Also recognized was Brian Persons, assistant deputy chief of Naval operations for warfare systems and former executive director of the Naval Sea Systems Command. In giving thanks for the award, he noted that 10 of the 12 Navy Yard employees and contractors who died in last month’s shooting had worked under him. The Navy’s response in the hours that followed, he added, was his career’s proudest moment.
The AU school described the awards as a way to “counter the perception that public service is irrelevant and is taken for granted” at a time when federal employees have endured pay freezes, sequestration and the recent shutdown.
Robert Tobias, director of Key Executive Leadership Programs at AU who knows Werfel from his service on the IRS Oversight Board, said the awards “shine a light” on the work of federal employees who, despite the “disdain” with which many are treated, “are dedicated to something larger than themselves.

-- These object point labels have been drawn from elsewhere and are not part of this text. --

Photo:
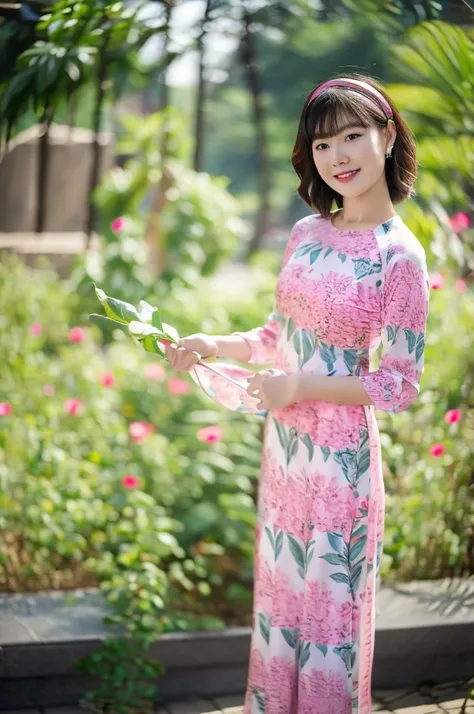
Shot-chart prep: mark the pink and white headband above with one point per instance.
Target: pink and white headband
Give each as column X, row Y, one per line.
column 358, row 86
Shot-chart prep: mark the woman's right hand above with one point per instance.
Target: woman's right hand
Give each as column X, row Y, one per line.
column 191, row 349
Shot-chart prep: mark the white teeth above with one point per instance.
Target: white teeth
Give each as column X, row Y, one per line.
column 345, row 175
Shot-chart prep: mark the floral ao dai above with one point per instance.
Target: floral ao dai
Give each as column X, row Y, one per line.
column 319, row 537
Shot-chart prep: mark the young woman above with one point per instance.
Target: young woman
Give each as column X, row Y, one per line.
column 351, row 280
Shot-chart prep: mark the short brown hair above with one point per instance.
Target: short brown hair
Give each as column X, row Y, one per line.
column 333, row 108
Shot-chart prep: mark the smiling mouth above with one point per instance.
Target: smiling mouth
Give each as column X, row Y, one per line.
column 347, row 174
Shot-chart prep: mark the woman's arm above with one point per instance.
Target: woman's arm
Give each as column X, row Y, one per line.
column 339, row 390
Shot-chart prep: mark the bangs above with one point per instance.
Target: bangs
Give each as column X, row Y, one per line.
column 335, row 109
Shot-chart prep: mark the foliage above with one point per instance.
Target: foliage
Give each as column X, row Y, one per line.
column 199, row 218
column 73, row 38
column 429, row 501
column 118, row 485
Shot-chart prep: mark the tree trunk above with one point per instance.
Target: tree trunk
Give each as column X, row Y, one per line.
column 96, row 149
column 154, row 237
column 43, row 170
column 249, row 58
column 199, row 126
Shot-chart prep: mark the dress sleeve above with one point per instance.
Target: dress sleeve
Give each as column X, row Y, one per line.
column 395, row 385
column 263, row 340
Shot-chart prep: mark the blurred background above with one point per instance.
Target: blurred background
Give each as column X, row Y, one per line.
column 145, row 147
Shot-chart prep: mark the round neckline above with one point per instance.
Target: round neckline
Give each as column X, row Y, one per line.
column 366, row 230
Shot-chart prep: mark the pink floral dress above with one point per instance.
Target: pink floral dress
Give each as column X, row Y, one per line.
column 319, row 536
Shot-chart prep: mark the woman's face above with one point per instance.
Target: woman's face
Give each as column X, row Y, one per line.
column 354, row 160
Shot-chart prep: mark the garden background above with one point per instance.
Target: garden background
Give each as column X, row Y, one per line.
column 115, row 472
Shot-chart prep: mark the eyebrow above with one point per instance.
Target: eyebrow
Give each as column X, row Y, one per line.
column 343, row 128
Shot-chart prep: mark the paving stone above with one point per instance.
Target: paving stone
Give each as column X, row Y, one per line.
column 192, row 706
column 389, row 695
column 233, row 704
column 419, row 709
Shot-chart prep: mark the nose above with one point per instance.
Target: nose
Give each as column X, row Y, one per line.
column 339, row 157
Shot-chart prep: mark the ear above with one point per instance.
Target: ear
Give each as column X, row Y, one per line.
column 391, row 133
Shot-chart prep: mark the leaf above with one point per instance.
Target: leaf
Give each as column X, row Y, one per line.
column 270, row 537
column 264, row 627
column 363, row 453
column 355, row 577
column 326, row 452
column 410, row 338
column 340, row 578
column 290, row 329
column 308, row 346
column 278, row 544
column 336, row 542
column 305, row 655
column 117, row 309
column 306, row 439
column 281, row 435
column 420, row 346
column 289, row 635
column 356, row 549
column 333, row 559
column 314, row 256
column 296, row 551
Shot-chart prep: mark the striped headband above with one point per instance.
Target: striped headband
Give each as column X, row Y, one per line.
column 358, row 86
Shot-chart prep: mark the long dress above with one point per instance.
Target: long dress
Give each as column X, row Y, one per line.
column 319, row 536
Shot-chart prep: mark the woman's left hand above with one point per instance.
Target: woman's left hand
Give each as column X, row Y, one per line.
column 275, row 389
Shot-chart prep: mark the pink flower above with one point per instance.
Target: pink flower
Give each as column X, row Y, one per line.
column 459, row 221
column 36, row 329
column 177, row 386
column 130, row 481
column 437, row 450
column 210, row 434
column 77, row 334
column 452, row 416
column 107, row 379
column 118, row 224
column 436, row 281
column 139, row 430
column 73, row 406
column 154, row 371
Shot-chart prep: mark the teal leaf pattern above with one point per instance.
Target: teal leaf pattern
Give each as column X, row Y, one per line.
column 306, row 439
column 290, row 636
column 264, row 624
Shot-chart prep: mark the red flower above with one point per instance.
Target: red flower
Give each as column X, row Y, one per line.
column 437, row 450
column 154, row 371
column 177, row 386
column 130, row 481
column 139, row 430
column 77, row 334
column 460, row 221
column 118, row 224
column 107, row 379
column 436, row 281
column 36, row 329
column 73, row 406
column 210, row 434
column 452, row 416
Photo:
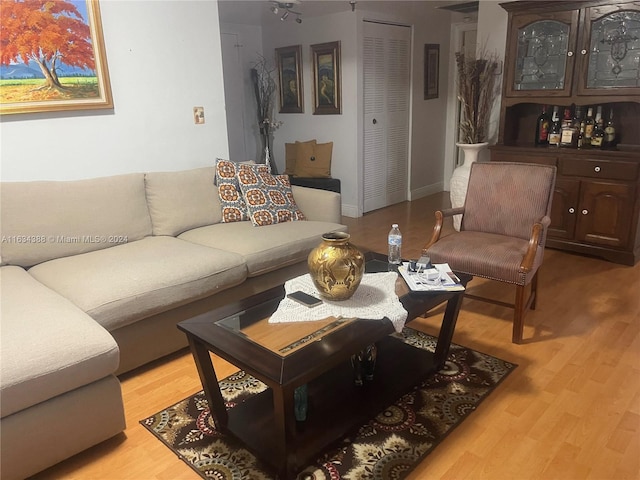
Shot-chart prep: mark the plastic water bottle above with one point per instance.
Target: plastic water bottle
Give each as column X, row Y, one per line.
column 395, row 245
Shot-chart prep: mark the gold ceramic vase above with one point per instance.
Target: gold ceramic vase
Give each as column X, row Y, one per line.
column 336, row 267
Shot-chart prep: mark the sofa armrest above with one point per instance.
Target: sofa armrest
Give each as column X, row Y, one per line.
column 318, row 205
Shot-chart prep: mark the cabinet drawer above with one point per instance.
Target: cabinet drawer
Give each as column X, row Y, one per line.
column 523, row 158
column 610, row 169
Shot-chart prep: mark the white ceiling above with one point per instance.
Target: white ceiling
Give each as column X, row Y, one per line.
column 257, row 12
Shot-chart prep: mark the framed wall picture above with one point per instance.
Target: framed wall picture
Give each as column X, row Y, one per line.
column 45, row 73
column 289, row 61
column 326, row 79
column 431, row 70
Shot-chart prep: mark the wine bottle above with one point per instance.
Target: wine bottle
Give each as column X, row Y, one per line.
column 597, row 135
column 609, row 140
column 569, row 133
column 588, row 127
column 580, row 140
column 542, row 127
column 554, row 131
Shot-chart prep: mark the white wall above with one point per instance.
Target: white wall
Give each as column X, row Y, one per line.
column 164, row 58
column 428, row 128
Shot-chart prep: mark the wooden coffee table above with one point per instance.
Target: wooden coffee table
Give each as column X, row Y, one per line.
column 286, row 356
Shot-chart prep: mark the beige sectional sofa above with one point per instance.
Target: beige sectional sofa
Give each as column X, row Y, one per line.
column 96, row 274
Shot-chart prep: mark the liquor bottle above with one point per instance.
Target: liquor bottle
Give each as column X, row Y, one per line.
column 395, row 245
column 597, row 135
column 580, row 140
column 609, row 140
column 588, row 127
column 542, row 127
column 554, row 131
column 569, row 133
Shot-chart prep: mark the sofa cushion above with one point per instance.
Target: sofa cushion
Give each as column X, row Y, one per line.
column 120, row 285
column 49, row 345
column 46, row 220
column 266, row 248
column 268, row 198
column 234, row 208
column 179, row 201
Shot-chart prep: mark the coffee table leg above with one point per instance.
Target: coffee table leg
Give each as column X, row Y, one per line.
column 283, row 408
column 209, row 383
column 446, row 330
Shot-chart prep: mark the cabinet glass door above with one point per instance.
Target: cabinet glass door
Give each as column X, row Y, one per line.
column 543, row 48
column 613, row 52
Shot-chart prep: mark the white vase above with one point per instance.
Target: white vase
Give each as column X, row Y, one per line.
column 460, row 177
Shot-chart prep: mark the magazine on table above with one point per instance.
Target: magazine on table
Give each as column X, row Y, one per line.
column 439, row 278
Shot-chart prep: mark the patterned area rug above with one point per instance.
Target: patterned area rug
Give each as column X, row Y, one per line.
column 387, row 447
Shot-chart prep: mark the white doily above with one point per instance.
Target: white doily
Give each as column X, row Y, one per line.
column 374, row 299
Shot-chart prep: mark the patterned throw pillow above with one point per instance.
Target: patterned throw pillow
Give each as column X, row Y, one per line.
column 233, row 207
column 269, row 198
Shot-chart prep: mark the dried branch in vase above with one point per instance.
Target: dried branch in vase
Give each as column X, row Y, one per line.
column 477, row 91
column 264, row 87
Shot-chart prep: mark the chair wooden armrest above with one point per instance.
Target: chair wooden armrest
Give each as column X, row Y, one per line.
column 437, row 228
column 535, row 240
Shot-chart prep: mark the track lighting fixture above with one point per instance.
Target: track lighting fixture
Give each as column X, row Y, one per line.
column 287, row 7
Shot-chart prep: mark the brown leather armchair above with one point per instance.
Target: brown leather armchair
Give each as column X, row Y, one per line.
column 503, row 231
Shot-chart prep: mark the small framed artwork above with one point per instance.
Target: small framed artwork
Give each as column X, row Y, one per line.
column 431, row 70
column 43, row 72
column 289, row 61
column 326, row 79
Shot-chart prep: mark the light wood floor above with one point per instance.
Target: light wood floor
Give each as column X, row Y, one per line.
column 571, row 410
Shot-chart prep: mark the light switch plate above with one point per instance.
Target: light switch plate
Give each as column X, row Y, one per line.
column 198, row 115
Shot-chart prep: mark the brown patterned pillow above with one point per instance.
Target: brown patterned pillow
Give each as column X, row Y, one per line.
column 269, row 198
column 233, row 207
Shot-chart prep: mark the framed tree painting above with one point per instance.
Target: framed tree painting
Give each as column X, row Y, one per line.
column 40, row 72
column 431, row 70
column 289, row 61
column 326, row 79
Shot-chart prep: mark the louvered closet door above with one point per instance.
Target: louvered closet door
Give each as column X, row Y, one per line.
column 386, row 114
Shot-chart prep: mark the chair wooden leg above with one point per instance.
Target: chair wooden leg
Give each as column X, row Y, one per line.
column 534, row 291
column 518, row 316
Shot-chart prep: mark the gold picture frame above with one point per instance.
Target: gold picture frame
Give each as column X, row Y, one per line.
column 327, row 95
column 431, row 70
column 44, row 82
column 289, row 61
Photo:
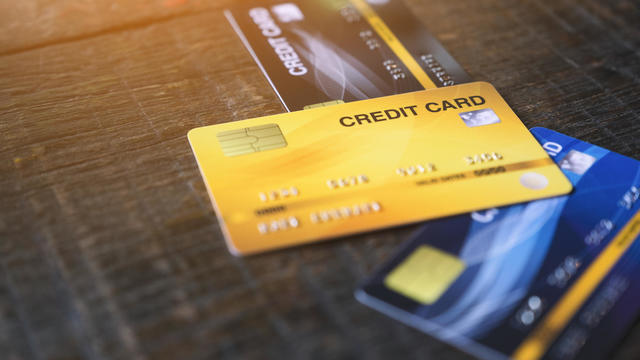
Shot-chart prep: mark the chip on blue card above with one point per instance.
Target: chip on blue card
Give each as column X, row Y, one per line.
column 554, row 278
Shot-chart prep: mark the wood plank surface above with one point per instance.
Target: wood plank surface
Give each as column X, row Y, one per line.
column 109, row 247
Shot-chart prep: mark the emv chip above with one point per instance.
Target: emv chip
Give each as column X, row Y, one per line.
column 425, row 274
column 251, row 139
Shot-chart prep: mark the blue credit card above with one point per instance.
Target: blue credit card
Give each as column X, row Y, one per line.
column 554, row 278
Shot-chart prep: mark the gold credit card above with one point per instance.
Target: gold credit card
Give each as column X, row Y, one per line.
column 299, row 177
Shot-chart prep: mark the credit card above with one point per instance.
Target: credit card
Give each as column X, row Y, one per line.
column 554, row 278
column 341, row 50
column 294, row 178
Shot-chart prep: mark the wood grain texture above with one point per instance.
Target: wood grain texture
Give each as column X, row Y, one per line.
column 109, row 247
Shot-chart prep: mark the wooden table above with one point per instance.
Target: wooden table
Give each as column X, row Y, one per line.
column 109, row 247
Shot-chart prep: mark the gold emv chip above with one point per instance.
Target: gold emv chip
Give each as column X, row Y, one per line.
column 425, row 274
column 251, row 139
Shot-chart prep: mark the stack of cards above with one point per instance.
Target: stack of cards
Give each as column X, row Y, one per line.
column 554, row 278
column 393, row 132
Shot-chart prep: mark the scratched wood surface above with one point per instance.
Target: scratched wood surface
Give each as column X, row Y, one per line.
column 109, row 247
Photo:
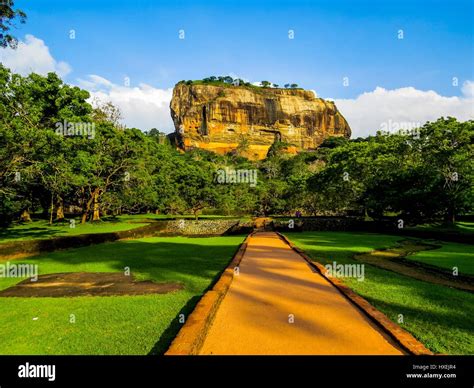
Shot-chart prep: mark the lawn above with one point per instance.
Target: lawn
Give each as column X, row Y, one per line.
column 440, row 317
column 114, row 324
column 450, row 255
column 458, row 227
column 40, row 229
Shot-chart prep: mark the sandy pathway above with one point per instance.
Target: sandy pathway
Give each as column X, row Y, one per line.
column 278, row 305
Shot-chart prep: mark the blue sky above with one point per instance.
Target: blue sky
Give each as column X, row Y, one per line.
column 427, row 74
column 332, row 40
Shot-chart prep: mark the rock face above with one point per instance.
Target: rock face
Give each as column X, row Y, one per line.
column 225, row 118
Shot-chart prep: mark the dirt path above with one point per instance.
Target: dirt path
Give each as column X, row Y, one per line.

Members of Congress could learn something from them.”
Werfel revealed that he was inspired to enter public service during a meeting with his undergraduate adviser at Cornell University, who impressed him with her plan to travel to Paraguay to help reform that country’s social security system. “It hit me like a ton of bricks that this is what I want to do,” he said.
Werfel’s past work at the Office of Management and Budget has left him concerned about recruiting the next generation of federal workers and a need to counter some “myths,” he said.
One is that federal employees go home at 5:00 p.m. “That’s when the work is just getting started,” he said, recalling driving by agency buildings and seeing lights on at 9:00 p.m. The second myth has to do with competence, Werfel said, comparing the awe he felt on arrival with his awe upon moving up from high school to college-level peers. “The level of talent is unbelievable,” he said. “By 10:00 a.m. on any day, most Americans are touched by some government program that improves American life, but [they] don’t think about it.”
Overall, nearly everyone wants government to be “efficient, effective and responsive,” Werfel said. “But the outcomes need to be cultivated, and we should invest there.” Though his tenure at IRS is short-term (President Obama has nominated former OMB official John Koskinen for the permanent job), Werfel said he hopes for sufficient investment in IRS to “reach its full potential” as a “high-performing agency” with management controls that “knock it out of the park” when it comes to audits and reports from the inspector general and Government Accountability Office.